问题
For my dissertation data collection, one of the sources is an externally-managed system, which is based on Web form for submitting SQL queries. Using R
and RCurl
, I have implemented an automated data collection framework, where I simulate the above-mentioned form. Everything worked well while I was limiting the size of the resulting dataset. But, when I tried to go over 100000 records (RQ_SIZE
in the code below), the tandem "my code - their system" started being unresponsive ("hanging").
So, I have decided to use SQL pagination feature (LIMIT ... OFFSET ...
) to submit a series of requests, hoping then to combine the paginated results into a target data frame. However, after changing my code accordingly, the output that I see is only one pagination progress character (*
) and then no more output. I'd appreciate, if you could help me identify the probable cause of the unexpected behavior.

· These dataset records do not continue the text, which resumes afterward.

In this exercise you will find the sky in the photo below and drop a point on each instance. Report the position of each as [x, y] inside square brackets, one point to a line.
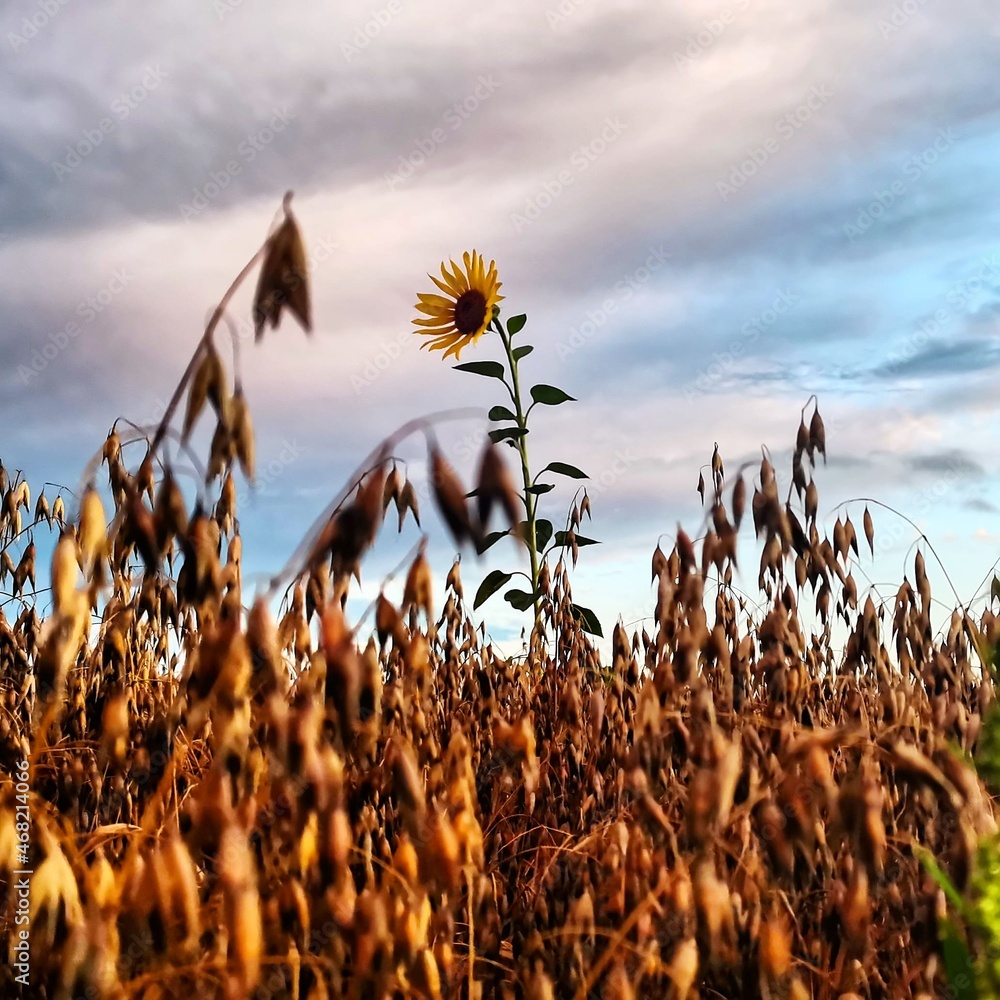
[709, 212]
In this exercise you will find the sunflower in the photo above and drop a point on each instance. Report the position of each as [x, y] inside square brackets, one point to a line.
[460, 316]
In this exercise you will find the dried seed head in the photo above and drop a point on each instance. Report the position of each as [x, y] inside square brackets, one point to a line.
[242, 433]
[450, 496]
[284, 278]
[495, 486]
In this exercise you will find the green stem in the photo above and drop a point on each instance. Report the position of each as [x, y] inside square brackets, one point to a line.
[530, 500]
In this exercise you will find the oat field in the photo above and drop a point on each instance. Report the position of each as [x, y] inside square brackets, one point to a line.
[214, 792]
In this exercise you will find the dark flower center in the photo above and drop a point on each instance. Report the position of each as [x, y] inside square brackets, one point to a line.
[470, 311]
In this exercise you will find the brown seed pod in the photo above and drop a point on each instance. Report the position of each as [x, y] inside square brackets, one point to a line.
[451, 501]
[284, 278]
[495, 486]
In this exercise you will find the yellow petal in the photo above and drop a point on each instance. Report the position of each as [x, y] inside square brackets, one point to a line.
[434, 322]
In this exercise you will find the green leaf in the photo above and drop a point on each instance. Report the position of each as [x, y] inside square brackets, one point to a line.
[490, 586]
[519, 599]
[491, 369]
[957, 962]
[587, 619]
[550, 395]
[562, 538]
[507, 434]
[490, 540]
[566, 470]
[543, 532]
[929, 862]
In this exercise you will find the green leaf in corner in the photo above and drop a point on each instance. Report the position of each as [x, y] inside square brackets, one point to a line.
[519, 599]
[588, 620]
[550, 395]
[491, 369]
[957, 962]
[562, 538]
[929, 862]
[543, 532]
[490, 540]
[565, 470]
[493, 582]
[507, 434]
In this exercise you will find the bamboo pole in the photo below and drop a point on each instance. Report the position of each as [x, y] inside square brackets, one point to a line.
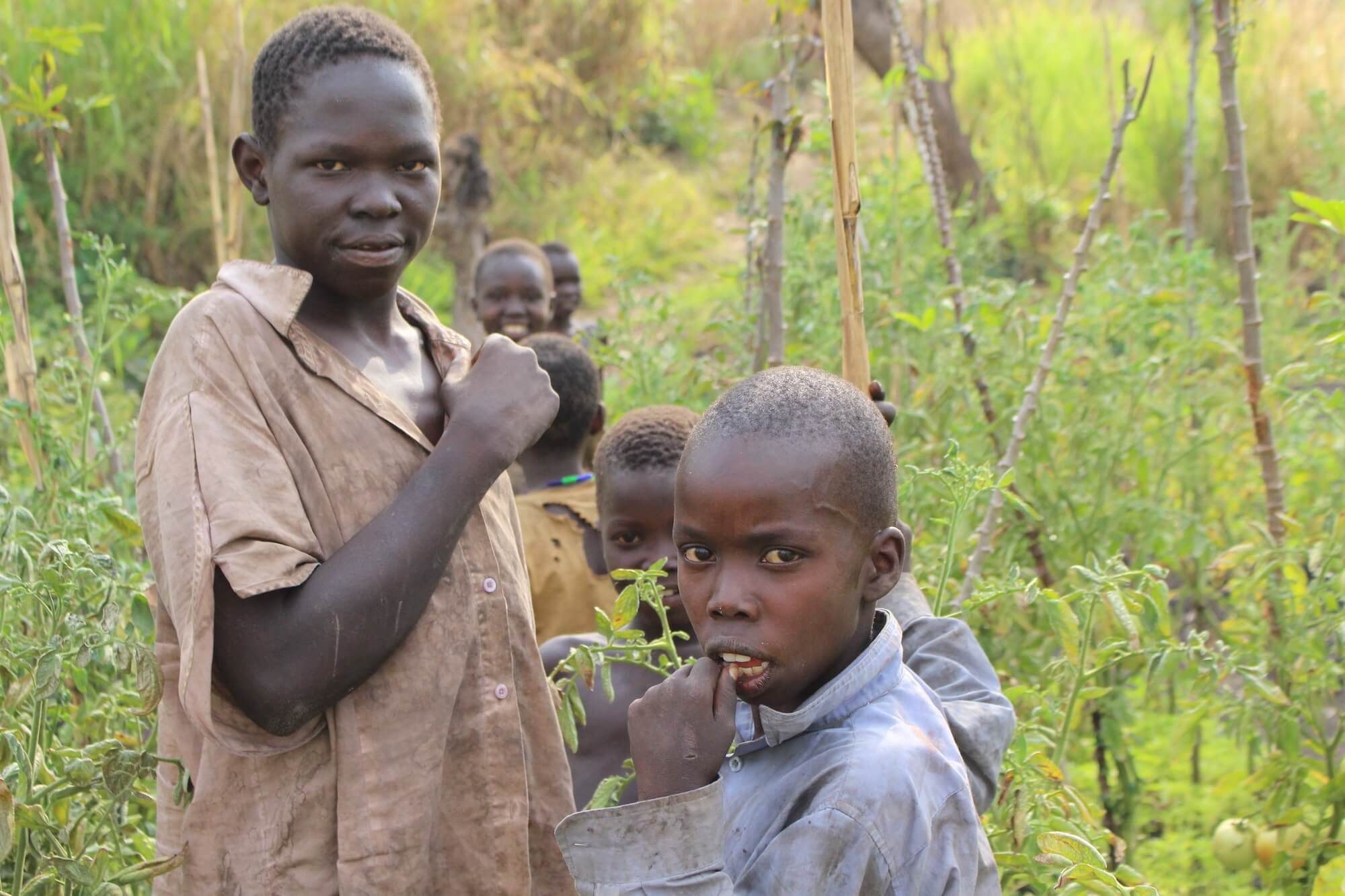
[839, 46]
[235, 206]
[20, 362]
[208, 130]
[1188, 157]
[71, 287]
[1135, 101]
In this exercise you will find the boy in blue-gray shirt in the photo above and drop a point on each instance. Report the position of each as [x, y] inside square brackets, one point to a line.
[845, 778]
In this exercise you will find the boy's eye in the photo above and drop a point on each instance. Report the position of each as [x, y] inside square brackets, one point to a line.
[697, 555]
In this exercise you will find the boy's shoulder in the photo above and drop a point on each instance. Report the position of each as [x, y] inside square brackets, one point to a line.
[891, 766]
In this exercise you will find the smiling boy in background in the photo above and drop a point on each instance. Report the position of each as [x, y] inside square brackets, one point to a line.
[847, 778]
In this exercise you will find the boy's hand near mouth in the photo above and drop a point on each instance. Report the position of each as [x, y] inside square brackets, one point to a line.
[683, 728]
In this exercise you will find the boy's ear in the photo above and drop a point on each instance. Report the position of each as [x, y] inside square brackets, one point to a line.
[251, 165]
[887, 557]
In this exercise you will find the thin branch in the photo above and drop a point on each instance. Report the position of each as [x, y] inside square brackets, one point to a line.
[71, 287]
[20, 361]
[839, 41]
[773, 299]
[1245, 253]
[1188, 179]
[921, 115]
[1135, 103]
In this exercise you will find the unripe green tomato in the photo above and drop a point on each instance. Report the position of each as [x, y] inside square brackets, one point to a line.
[80, 771]
[1295, 841]
[1234, 844]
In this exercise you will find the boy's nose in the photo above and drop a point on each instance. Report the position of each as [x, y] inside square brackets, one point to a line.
[732, 603]
[377, 200]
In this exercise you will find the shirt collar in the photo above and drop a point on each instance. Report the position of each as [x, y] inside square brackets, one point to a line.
[872, 674]
[275, 291]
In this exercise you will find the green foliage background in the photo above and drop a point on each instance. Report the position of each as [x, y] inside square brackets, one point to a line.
[625, 127]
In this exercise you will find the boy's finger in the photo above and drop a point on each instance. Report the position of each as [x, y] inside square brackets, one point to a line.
[726, 694]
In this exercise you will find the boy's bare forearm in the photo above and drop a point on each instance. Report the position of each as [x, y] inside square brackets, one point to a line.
[289, 655]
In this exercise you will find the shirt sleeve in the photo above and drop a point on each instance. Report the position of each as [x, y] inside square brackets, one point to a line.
[215, 491]
[946, 655]
[676, 846]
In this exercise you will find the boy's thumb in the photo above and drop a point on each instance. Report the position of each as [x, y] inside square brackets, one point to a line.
[726, 694]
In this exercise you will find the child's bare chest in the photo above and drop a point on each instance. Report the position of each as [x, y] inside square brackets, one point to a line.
[415, 389]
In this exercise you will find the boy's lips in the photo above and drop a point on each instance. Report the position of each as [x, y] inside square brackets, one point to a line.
[373, 252]
[751, 671]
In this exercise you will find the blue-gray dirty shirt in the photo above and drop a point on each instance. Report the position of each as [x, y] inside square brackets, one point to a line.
[861, 790]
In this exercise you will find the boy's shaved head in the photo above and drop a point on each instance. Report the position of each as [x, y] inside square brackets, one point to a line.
[800, 403]
[513, 247]
[645, 439]
[576, 380]
[317, 40]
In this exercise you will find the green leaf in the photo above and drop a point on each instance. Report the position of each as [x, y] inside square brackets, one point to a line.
[122, 521]
[146, 870]
[578, 706]
[568, 729]
[46, 676]
[6, 819]
[120, 770]
[603, 623]
[1122, 612]
[76, 872]
[1071, 846]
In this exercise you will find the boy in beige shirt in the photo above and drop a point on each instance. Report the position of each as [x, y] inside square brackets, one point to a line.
[352, 677]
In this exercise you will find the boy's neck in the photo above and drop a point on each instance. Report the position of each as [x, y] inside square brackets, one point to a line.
[543, 466]
[376, 318]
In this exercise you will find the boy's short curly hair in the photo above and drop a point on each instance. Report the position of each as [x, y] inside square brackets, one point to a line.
[794, 404]
[576, 380]
[321, 38]
[645, 439]
[514, 247]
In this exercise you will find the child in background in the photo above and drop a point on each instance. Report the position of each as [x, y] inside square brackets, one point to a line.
[350, 676]
[559, 507]
[845, 778]
[570, 292]
[637, 469]
[513, 288]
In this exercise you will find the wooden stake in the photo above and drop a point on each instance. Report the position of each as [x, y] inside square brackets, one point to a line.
[208, 130]
[839, 45]
[235, 208]
[1188, 157]
[1245, 253]
[20, 362]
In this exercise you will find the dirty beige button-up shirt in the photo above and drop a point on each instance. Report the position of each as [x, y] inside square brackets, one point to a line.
[262, 451]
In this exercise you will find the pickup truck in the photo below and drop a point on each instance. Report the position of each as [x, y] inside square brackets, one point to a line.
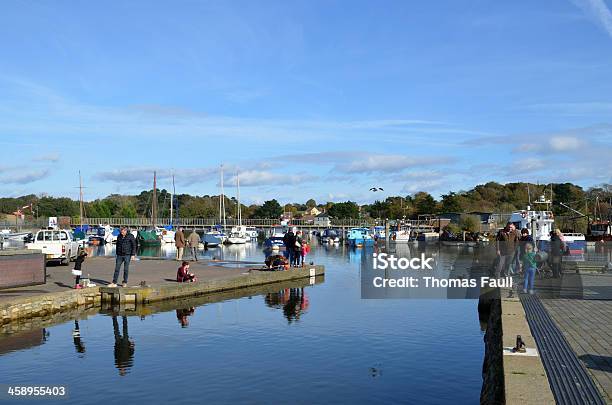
[55, 244]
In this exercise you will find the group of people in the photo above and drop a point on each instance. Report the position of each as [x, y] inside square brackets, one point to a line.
[518, 251]
[192, 242]
[296, 247]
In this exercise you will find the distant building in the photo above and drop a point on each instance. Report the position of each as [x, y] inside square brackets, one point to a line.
[312, 211]
[323, 220]
[308, 219]
[453, 217]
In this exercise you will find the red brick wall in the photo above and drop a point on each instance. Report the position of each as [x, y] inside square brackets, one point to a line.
[22, 270]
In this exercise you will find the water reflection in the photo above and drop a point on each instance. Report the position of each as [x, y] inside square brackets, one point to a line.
[76, 337]
[124, 346]
[293, 302]
[183, 316]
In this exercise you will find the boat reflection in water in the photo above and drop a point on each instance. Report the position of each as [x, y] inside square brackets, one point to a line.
[183, 314]
[124, 346]
[293, 301]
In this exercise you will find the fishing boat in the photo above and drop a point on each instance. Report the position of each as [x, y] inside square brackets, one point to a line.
[149, 237]
[358, 237]
[252, 232]
[401, 233]
[214, 237]
[275, 237]
[541, 223]
[238, 235]
[329, 236]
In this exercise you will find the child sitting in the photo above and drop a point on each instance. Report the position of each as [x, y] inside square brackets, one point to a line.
[277, 262]
[304, 252]
[183, 275]
[77, 269]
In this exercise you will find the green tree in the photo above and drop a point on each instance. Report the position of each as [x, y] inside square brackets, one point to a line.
[470, 223]
[450, 203]
[345, 210]
[424, 203]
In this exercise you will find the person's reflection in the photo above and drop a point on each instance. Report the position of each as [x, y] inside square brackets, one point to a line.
[183, 316]
[76, 337]
[293, 302]
[124, 347]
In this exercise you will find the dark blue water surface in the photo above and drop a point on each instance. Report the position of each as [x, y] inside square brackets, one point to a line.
[319, 344]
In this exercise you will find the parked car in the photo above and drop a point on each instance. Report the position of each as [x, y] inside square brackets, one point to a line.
[55, 244]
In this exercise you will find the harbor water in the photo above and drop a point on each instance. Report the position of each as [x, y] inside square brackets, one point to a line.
[321, 343]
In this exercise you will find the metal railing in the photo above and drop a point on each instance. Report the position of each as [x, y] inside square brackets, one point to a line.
[209, 222]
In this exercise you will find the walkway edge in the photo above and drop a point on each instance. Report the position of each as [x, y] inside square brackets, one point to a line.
[526, 381]
[51, 303]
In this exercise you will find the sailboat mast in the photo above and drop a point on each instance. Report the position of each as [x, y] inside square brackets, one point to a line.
[154, 205]
[81, 200]
[172, 200]
[238, 199]
[222, 200]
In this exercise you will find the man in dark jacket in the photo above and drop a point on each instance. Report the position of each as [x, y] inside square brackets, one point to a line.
[125, 249]
[289, 242]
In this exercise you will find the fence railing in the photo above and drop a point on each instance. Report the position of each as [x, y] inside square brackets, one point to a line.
[209, 222]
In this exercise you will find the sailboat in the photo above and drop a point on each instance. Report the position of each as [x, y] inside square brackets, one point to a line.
[150, 237]
[217, 236]
[238, 235]
[167, 233]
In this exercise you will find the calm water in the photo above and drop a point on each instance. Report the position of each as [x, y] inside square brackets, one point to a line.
[319, 344]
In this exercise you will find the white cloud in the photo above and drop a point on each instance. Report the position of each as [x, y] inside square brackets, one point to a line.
[564, 143]
[253, 178]
[599, 11]
[25, 177]
[51, 157]
[388, 163]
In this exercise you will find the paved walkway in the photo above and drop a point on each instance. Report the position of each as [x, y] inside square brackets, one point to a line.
[587, 326]
[153, 271]
[581, 307]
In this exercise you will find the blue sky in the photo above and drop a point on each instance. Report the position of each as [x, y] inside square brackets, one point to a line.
[320, 99]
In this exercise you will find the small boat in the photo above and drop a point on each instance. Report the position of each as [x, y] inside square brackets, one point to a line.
[251, 232]
[541, 223]
[166, 234]
[358, 237]
[275, 237]
[214, 238]
[13, 235]
[148, 238]
[401, 234]
[329, 236]
[238, 236]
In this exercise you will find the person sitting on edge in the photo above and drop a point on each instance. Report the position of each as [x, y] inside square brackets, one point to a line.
[529, 267]
[183, 275]
[305, 251]
[77, 271]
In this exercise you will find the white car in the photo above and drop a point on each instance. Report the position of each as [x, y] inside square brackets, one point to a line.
[55, 244]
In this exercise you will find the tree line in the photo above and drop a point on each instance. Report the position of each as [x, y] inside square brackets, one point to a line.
[490, 197]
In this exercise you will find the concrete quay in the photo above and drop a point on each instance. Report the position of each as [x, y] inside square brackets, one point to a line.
[150, 280]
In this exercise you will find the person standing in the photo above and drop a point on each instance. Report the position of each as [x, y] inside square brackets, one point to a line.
[289, 242]
[557, 249]
[125, 251]
[179, 242]
[506, 244]
[194, 241]
[529, 267]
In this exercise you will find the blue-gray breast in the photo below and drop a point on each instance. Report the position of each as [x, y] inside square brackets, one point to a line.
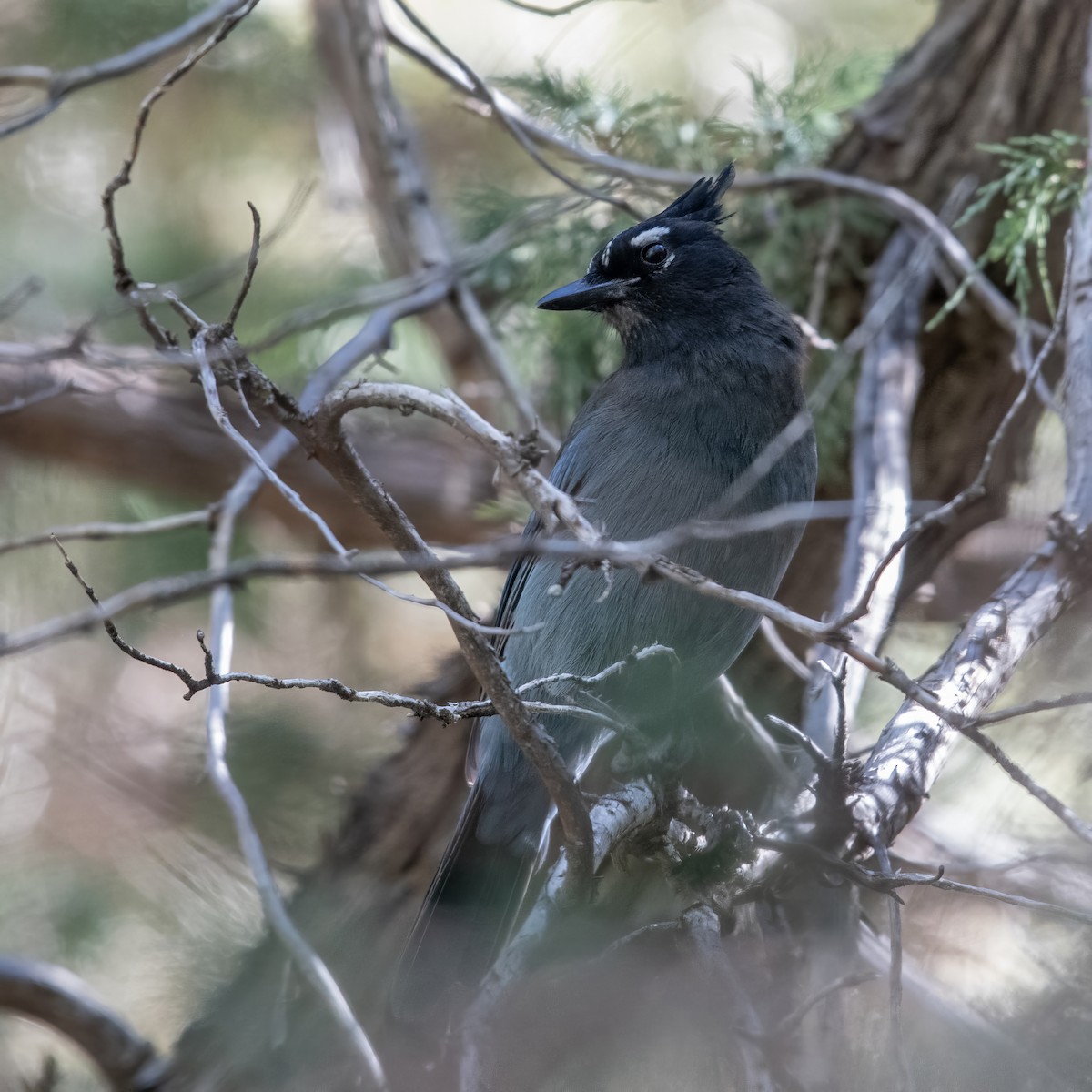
[709, 380]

I cannot provide reproducible example, as it's very difficult to extract the functionality, not to mention the data, but I hope that the following code snippet would be enough to reveal the issue (or, at least, a direction toward the problem).
# First, retrieve total number of rows for the request
srdaRequestData(queryURL, "COUNT(*)", rq$from, rq$where,
DATA_SEP, ADD_SQL)
assign(dataName, srdaGetData()) # retrieve result
data <- get(dataName)
numRequests <- as.numeric(data) %/% RQ_SIZE + 1
# Now, we can request & retrieve data via SQL pagination
for (i in 1:numRequests) {
# setup SQL pagination
if (rq$where == '') rq$where <- '1=1'
rq$where <- paste(rq$where, 'LIMIT', RQ_SIZE, 'OFFSET', RQ_SIZE*(i-1))
# Submit data request
srdaRequestData(queryURL, rq$select, rq$from, rq$where,
DATA_SEP, ADD_SQL)
assign(dataName, srdaGetData()) # retrieve result
data <- get(dataName)
# some code
# add current data frame to the list
dfList <- c(dfList, data)
if (DEBUG) message("*", appendLF = FALSE)
}
# merge all the result pages' data frames
data <- do.call("rbind", dfList)
# save current data frame to RDS file
saveRDS(data, rdataFile)
回答1:
It probably falls into the category when presumably MySQL hinders LIMIT OFFSET: Why does MYSQL higher LIMIT offset slow the query down?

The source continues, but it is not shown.